This work addresses the limited contextual awareness of existing parameter-efficient fine-tuning methods in multi-task adaptation, which often leads to task interference. Inspired by biological neuromodulation, the authors propose a Mixture-of-Experts LoRA framework that employs a lightweight, context-aware gating mechanism to dynamically select expert subspaces. To enhance subspace disentanglement, they introduce a contrastive orthogonality loss.
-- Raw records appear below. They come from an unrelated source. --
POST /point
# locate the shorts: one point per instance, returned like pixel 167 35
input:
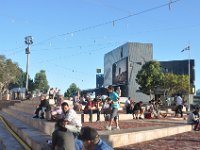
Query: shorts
pixel 114 113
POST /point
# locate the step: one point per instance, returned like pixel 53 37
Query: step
pixel 32 136
pixel 129 136
pixel 7 141
pixel 40 124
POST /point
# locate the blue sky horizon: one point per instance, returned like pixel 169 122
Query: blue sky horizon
pixel 70 38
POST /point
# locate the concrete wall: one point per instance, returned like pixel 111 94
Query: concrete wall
pixel 137 54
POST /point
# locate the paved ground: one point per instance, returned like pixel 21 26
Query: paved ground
pixel 138 123
pixel 184 141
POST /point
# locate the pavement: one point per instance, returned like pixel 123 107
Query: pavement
pixel 183 141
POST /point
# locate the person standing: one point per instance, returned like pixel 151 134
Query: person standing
pixel 91 140
pixel 43 107
pixel 179 105
pixel 73 123
pixel 114 108
pixel 194 118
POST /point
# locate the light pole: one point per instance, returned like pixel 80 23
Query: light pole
pixel 188 48
pixel 28 41
pixel 131 74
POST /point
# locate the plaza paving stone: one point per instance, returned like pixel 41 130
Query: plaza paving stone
pixel 183 141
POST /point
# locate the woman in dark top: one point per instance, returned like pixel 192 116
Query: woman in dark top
pixel 62 139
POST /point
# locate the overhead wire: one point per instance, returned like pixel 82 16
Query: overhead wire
pixel 113 22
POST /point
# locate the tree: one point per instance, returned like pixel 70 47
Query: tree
pixel 174 84
pixel 40 82
pixel 21 82
pixel 9 73
pixel 149 77
pixel 71 90
pixel 198 92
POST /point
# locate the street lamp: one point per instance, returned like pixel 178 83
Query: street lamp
pixel 131 73
pixel 28 41
pixel 188 48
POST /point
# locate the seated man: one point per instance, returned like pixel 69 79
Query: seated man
pixel 57 110
pixel 92 107
pixel 91 140
pixel 149 111
pixel 43 107
pixel 194 118
pixel 62 138
pixel 73 123
pixel 137 110
pixel 106 108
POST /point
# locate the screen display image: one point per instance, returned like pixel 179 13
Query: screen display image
pixel 120 71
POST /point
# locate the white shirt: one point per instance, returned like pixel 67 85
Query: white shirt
pixel 191 118
pixel 72 117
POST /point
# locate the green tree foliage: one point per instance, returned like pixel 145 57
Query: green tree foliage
pixel 71 90
pixel 149 77
pixel 21 82
pixel 174 84
pixel 40 82
pixel 9 73
pixel 198 92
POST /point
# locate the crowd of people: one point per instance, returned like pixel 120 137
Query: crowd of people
pixel 69 133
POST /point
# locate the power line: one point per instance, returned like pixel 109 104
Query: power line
pixel 108 22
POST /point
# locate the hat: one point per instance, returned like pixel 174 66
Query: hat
pixel 88 133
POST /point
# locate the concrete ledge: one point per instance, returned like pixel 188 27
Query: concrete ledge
pixel 122 139
pixel 40 124
pixel 34 138
pixel 7 141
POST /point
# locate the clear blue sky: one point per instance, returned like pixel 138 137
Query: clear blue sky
pixel 72 57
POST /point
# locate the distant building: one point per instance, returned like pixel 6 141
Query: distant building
pixel 121 66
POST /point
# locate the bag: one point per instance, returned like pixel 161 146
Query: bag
pixel 51 101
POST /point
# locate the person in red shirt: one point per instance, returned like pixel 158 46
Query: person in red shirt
pixel 92 107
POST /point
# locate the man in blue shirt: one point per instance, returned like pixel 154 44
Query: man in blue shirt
pixel 114 108
pixel 91 140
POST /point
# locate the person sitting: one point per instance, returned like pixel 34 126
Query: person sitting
pixel 148 114
pixel 137 110
pixel 194 118
pixel 91 140
pixel 106 108
pixel 62 138
pixel 128 106
pixel 73 123
pixel 43 107
pixel 57 111
pixel 92 107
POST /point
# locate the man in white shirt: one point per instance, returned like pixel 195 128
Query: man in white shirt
pixel 194 118
pixel 179 105
pixel 73 123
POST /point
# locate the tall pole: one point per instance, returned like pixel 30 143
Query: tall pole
pixel 27 64
pixel 28 41
pixel 189 79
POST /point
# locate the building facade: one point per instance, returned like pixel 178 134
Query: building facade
pixel 121 66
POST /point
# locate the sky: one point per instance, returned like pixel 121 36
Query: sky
pixel 70 38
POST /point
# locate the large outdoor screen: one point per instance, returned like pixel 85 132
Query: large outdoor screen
pixel 120 72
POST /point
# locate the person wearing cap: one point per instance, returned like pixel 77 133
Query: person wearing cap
pixel 73 123
pixel 92 107
pixel 62 138
pixel 91 140
pixel 114 98
pixel 43 107
pixel 194 118
pixel 137 110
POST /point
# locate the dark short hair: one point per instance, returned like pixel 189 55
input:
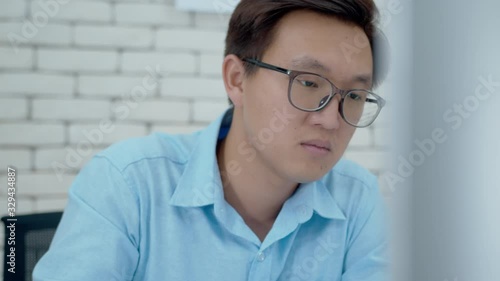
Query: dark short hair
pixel 252 26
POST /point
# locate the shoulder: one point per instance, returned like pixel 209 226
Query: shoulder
pixel 171 148
pixel 351 184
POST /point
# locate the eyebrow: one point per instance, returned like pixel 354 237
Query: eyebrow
pixel 310 63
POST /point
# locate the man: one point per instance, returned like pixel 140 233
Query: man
pixel 261 194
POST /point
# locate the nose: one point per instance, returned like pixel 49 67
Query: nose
pixel 328 117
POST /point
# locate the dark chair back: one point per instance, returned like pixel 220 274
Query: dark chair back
pixel 33 235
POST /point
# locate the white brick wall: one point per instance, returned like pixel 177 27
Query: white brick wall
pixel 9 59
pixel 12 8
pixel 65 68
pixel 77 60
pixel 36 83
pixel 113 37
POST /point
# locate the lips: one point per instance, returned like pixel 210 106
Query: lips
pixel 318 144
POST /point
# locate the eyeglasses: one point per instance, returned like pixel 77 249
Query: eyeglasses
pixel 312 92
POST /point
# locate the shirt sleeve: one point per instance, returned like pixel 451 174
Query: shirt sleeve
pixel 98 236
pixel 367 256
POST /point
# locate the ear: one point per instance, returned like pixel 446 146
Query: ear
pixel 233 72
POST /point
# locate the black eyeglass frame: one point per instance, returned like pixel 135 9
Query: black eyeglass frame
pixel 292 74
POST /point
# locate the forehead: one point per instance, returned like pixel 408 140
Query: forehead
pixel 305 40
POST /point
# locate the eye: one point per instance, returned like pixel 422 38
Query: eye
pixel 354 96
pixel 308 84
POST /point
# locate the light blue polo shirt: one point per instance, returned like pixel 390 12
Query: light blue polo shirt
pixel 153 209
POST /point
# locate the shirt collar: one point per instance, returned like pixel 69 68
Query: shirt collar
pixel 201 183
pixel 201 177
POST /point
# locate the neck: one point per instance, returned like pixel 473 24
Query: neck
pixel 255 191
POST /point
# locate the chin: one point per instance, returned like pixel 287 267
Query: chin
pixel 303 177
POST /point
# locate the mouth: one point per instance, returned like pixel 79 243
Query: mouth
pixel 317 146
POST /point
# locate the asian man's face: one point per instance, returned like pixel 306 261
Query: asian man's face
pixel 303 146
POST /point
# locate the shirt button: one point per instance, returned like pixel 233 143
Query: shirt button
pixel 261 256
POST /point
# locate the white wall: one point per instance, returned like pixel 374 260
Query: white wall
pixel 78 64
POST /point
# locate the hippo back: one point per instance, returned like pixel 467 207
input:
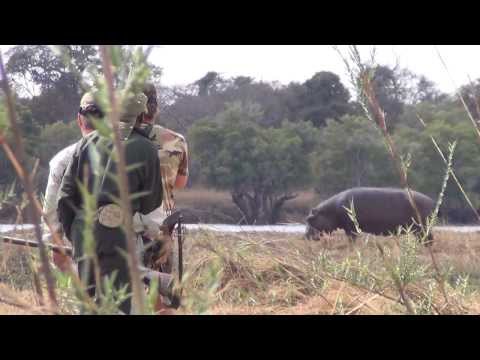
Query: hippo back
pixel 380 210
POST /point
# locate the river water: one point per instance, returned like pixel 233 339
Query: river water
pixel 283 228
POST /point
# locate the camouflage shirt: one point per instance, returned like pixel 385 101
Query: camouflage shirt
pixel 173 154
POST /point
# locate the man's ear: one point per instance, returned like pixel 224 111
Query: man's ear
pixel 79 121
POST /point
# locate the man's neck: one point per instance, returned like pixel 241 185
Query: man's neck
pixel 86 132
pixel 147 120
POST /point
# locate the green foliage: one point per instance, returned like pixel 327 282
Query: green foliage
pixel 351 153
pixel 55 137
pixel 235 152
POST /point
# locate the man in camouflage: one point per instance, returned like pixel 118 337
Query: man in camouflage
pixel 173 154
pixel 92 166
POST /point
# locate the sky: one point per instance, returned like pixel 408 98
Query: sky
pixel 184 64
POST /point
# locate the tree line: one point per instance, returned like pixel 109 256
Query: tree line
pixel 263 141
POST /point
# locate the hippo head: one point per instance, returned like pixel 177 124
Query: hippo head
pixel 318 223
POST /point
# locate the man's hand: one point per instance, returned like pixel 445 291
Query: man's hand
pixel 144 225
pixel 62 262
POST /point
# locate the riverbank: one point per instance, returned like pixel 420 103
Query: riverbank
pixel 281 273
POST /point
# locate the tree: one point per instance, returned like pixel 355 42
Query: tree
pixel 320 98
pixel 52 86
pixel 259 166
pixel 471 96
pixel 351 153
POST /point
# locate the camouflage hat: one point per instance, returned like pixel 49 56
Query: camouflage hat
pixel 88 104
pixel 134 106
pixel 87 100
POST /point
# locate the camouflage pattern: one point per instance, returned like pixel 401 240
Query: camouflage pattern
pixel 133 106
pixel 110 215
pixel 173 154
pixel 88 99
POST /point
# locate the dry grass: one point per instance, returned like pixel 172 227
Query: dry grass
pixel 284 274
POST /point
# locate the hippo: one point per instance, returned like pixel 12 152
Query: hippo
pixel 379 211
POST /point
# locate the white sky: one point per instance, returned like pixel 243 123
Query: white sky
pixel 184 64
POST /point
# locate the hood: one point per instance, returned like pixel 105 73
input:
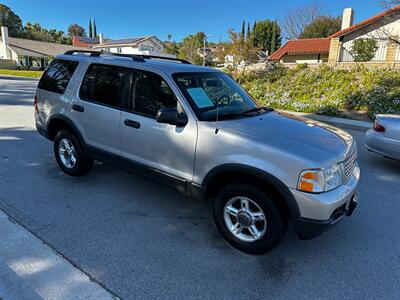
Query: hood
pixel 309 139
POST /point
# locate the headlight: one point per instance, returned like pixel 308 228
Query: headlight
pixel 321 180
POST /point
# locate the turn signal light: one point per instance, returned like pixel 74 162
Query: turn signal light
pixel 307 182
pixel 35 107
pixel 378 127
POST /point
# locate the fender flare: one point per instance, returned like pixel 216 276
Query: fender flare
pixel 263 175
pixel 71 124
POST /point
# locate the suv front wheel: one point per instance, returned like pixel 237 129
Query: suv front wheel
pixel 248 219
pixel 69 154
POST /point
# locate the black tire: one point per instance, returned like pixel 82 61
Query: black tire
pixel 83 163
pixel 276 224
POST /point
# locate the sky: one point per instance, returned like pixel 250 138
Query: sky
pixel 123 18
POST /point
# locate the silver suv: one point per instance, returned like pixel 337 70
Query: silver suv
pixel 197 130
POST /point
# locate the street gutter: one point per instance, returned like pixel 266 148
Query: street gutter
pixel 338 122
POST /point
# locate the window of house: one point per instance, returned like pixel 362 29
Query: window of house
pixel 149 92
pixel 57 76
pixel 102 84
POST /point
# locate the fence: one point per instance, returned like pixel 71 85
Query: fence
pixel 380 55
pixel 8 64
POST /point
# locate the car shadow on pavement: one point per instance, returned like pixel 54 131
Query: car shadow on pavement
pixel 127 231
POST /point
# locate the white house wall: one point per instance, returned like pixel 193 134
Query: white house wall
pixel 376 31
pixel 147 47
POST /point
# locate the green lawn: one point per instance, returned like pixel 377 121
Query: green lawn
pixel 23 73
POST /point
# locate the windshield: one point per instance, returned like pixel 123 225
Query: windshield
pixel 208 91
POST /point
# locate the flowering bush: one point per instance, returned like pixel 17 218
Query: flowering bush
pixel 325 90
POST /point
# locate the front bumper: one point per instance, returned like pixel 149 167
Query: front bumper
pixel 318 212
pixel 377 142
pixel 307 229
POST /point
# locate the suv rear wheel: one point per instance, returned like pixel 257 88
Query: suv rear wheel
pixel 248 219
pixel 69 154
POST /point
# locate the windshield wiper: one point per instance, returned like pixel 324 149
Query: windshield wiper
pixel 260 109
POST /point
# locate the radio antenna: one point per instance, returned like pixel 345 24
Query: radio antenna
pixel 216 120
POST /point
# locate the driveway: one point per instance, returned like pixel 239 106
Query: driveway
pixel 143 240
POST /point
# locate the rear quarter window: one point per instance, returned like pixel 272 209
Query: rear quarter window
pixel 57 76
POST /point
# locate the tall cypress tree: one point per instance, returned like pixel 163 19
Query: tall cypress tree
pixel 242 32
pixel 90 28
pixel 273 38
pixel 94 28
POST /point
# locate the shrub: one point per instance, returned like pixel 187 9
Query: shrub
pixel 325 90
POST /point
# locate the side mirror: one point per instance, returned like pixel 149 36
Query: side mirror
pixel 171 116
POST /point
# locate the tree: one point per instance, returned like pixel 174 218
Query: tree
pixel 172 48
pixel 189 46
pixel 321 27
pixel 94 28
pixel 90 28
pixel 242 37
pixel 76 30
pixel 242 53
pixel 9 19
pixel 38 33
pixel 266 35
pixel 364 49
pixel 298 19
pixel 273 37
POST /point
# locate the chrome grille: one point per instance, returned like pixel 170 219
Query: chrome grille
pixel 349 164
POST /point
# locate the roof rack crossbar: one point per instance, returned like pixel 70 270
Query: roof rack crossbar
pixel 184 61
pixel 99 53
pixel 135 57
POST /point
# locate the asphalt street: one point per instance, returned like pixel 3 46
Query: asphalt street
pixel 142 240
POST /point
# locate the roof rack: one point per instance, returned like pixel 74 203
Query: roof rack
pixel 135 57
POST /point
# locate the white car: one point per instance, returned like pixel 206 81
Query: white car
pixel 384 137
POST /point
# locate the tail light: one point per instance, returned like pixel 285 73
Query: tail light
pixel 378 127
pixel 35 107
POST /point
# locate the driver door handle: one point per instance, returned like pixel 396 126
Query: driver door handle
pixel 132 123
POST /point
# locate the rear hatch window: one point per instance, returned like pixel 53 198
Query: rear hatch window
pixel 57 76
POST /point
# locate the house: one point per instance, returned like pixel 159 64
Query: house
pixel 17 52
pixel 301 51
pixel 337 49
pixel 148 45
pixel 84 41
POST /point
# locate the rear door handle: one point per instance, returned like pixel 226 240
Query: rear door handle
pixel 132 123
pixel 78 107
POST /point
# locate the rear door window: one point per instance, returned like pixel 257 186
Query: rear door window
pixel 57 76
pixel 103 84
pixel 148 93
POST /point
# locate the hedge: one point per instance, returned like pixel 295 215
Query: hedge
pixel 325 90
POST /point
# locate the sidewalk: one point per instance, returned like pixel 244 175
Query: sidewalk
pixel 30 269
pixel 338 122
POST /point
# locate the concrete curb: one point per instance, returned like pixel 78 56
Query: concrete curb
pixel 3 76
pixel 338 122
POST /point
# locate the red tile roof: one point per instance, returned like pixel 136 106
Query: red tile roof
pixel 302 46
pixel 321 45
pixel 366 22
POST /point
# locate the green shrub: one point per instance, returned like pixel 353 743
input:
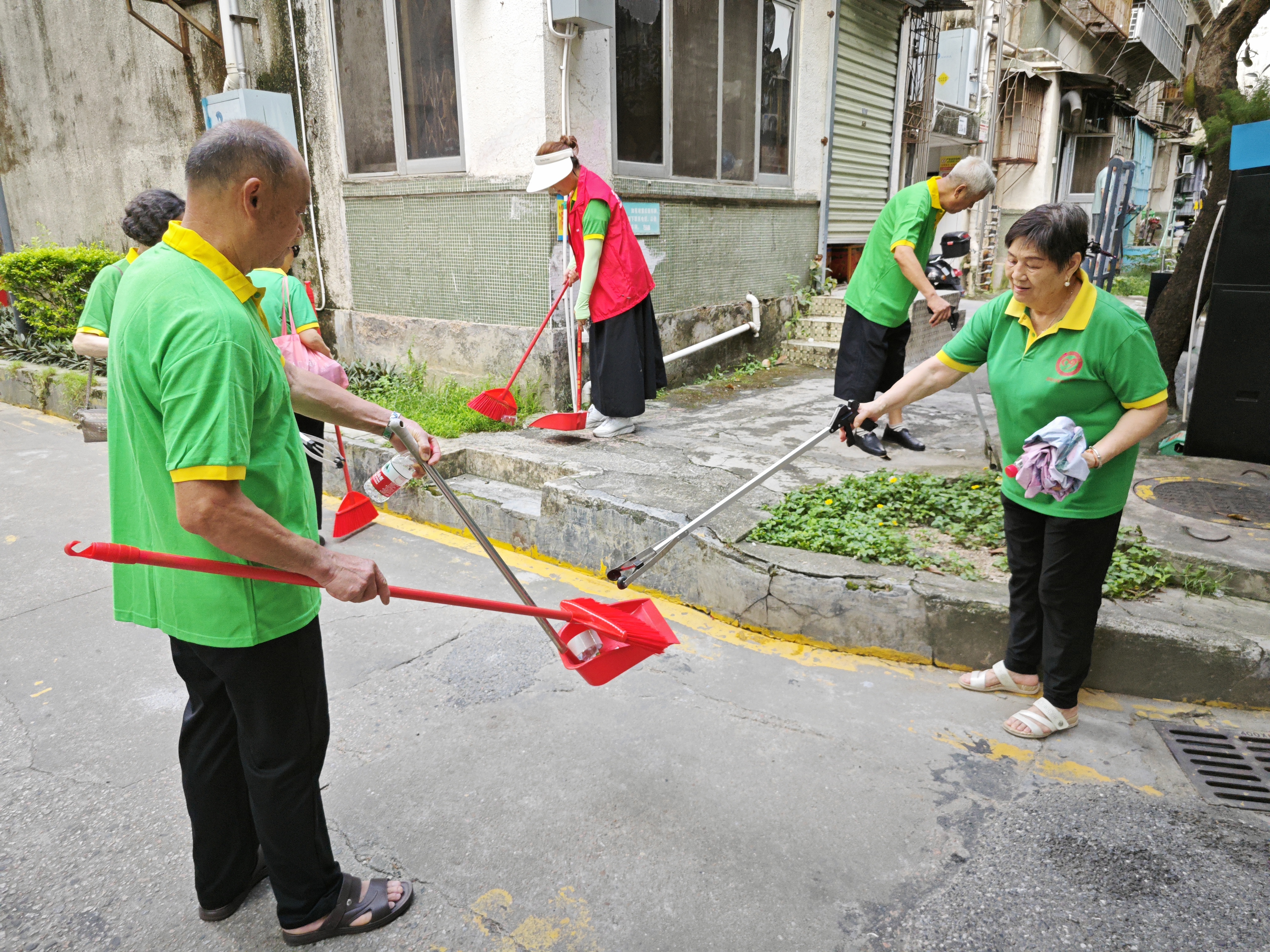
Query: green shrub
pixel 50 284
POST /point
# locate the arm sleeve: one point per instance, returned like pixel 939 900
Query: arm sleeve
pixel 1135 374
pixel 968 351
pixel 96 318
pixel 301 308
pixel 595 220
pixel 206 399
pixel 911 220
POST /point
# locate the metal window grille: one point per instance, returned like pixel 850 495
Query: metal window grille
pixel 1019 131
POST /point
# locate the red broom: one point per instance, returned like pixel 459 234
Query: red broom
pixel 500 404
pixel 629 631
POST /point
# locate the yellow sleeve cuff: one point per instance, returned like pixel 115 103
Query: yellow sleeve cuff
pixel 209 473
pixel 1148 402
pixel 949 362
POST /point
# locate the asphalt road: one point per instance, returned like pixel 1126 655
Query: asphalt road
pixel 735 794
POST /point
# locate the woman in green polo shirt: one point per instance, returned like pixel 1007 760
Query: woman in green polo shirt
pixel 1056 346
pixel 145 220
pixel 280 289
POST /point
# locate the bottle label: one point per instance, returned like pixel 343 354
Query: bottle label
pixel 383 483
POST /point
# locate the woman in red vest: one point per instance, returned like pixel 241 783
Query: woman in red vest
pixel 614 290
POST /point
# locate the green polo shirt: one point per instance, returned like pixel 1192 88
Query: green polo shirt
pixel 197 393
pixel 272 280
pixel 1091 366
pixel 96 316
pixel 878 287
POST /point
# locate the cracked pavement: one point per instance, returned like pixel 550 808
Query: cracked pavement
pixel 735 794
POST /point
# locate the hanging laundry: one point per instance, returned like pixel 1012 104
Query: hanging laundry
pixel 1052 462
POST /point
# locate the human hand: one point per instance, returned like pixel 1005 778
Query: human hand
pixel 429 446
pixel 351 578
pixel 873 411
pixel 940 309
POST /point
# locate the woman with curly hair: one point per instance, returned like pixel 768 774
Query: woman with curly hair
pixel 145 220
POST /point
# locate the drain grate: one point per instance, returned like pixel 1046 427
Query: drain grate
pixel 1212 500
pixel 1231 769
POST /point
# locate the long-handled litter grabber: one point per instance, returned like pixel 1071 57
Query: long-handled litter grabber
pixel 632 569
pixel 596 655
pixel 576 421
pixel 628 631
pixel 356 512
pixel 500 404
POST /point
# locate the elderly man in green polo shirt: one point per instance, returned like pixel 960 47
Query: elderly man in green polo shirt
pixel 892 272
pixel 206 461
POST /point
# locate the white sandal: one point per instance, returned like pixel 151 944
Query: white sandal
pixel 1050 721
pixel 978 682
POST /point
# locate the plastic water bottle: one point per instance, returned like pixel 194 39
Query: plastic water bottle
pixel 389 478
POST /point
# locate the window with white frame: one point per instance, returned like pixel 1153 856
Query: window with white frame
pixel 398 86
pixel 704 89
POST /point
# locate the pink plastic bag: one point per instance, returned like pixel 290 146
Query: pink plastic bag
pixel 295 352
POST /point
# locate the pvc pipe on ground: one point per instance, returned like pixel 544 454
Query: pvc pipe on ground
pixel 753 327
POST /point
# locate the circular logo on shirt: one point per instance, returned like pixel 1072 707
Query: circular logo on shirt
pixel 1070 364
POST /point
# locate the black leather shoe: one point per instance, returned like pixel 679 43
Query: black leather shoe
pixel 905 439
pixel 869 442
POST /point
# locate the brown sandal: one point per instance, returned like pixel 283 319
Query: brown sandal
pixel 349 909
pixel 215 916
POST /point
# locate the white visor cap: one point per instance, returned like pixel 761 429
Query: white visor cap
pixel 549 169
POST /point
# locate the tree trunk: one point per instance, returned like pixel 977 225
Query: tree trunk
pixel 1216 70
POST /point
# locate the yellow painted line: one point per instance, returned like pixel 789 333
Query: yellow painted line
pixel 792 648
pixel 1061 771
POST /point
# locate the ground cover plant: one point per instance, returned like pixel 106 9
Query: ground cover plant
pixel 950 526
pixel 439 407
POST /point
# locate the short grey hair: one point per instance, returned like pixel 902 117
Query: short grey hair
pixel 239 149
pixel 976 174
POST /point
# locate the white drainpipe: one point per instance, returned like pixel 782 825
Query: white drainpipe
pixel 753 327
pixel 232 36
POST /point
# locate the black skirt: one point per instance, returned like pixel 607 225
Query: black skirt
pixel 627 366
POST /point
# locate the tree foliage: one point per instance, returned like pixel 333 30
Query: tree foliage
pixel 50 284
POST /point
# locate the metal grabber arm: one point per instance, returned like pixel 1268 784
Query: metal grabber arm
pixel 632 569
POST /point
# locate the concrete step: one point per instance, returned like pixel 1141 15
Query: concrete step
pixel 812 353
pixel 1214 650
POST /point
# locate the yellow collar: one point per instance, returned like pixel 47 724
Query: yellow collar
pixel 192 245
pixel 1077 316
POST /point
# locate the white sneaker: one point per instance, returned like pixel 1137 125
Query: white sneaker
pixel 615 427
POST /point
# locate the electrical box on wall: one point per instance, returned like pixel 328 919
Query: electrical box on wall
pixel 588 15
pixel 271 108
pixel 953 68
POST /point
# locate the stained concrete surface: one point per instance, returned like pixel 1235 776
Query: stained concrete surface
pixel 735 794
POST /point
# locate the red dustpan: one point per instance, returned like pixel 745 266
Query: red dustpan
pixel 627 632
pixel 356 512
pixel 500 404
pixel 576 421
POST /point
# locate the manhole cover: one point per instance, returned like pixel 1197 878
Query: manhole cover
pixel 1231 769
pixel 1212 500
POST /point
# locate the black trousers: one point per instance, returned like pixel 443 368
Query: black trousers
pixel 1057 568
pixel 627 366
pixel 314 428
pixel 870 359
pixel 252 748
By integrating low-rank adaptation, sparse projection, and neuromodulatory principles, the method significantly outperforms strong baselines such as FlyLoRA on benchmarks including MMLU, GSM8K, and ScienceQA. It achieves superior performance across diverse settings—single-task learning, multi-task fusion, and continual learning—while maintaining high parameter efficiency.

Parameter-Efficient Fine-Tuning (PEFT) techniques, particularly Low-Rank Adaptation (LoRA), have become essential for adapting Large Language Models (LLMs) to downstream tasks. While the recent FlyLoRA framework successfully leverages bio-inspired sparse random projections to mitigate parameter interference, it relies on a static, magnitude-based routing mechanism that is agnostic to input context. In this paper, we propose NeuroLoRA, a novel Mixture-of-Experts (MoE) based LoRA framework inspired by biological neuromodulation -- the dynamic regulation of neuronal excitability based on context. NeuroLoRA retains the computational efficiency of frozen random projections while introducing a lightweight, learnable neuromodulation gate that contextually rescales the projection space prior to expert selection. We further propose a Contrastive Orthogonality Loss to explicitly enforce separation between expert subspaces, enhancing both task decoupling and continual learning capacity. Extensive experiments on MMLU, GSM8K, and ScienceQA demonstrate that NeuroLoRA consistently outperforms FlyLoRA and other strong baselines across single-task adaptation, multi-task model merging, and sequential continual learning scenarios, while maintaining comparable parameter efficiency.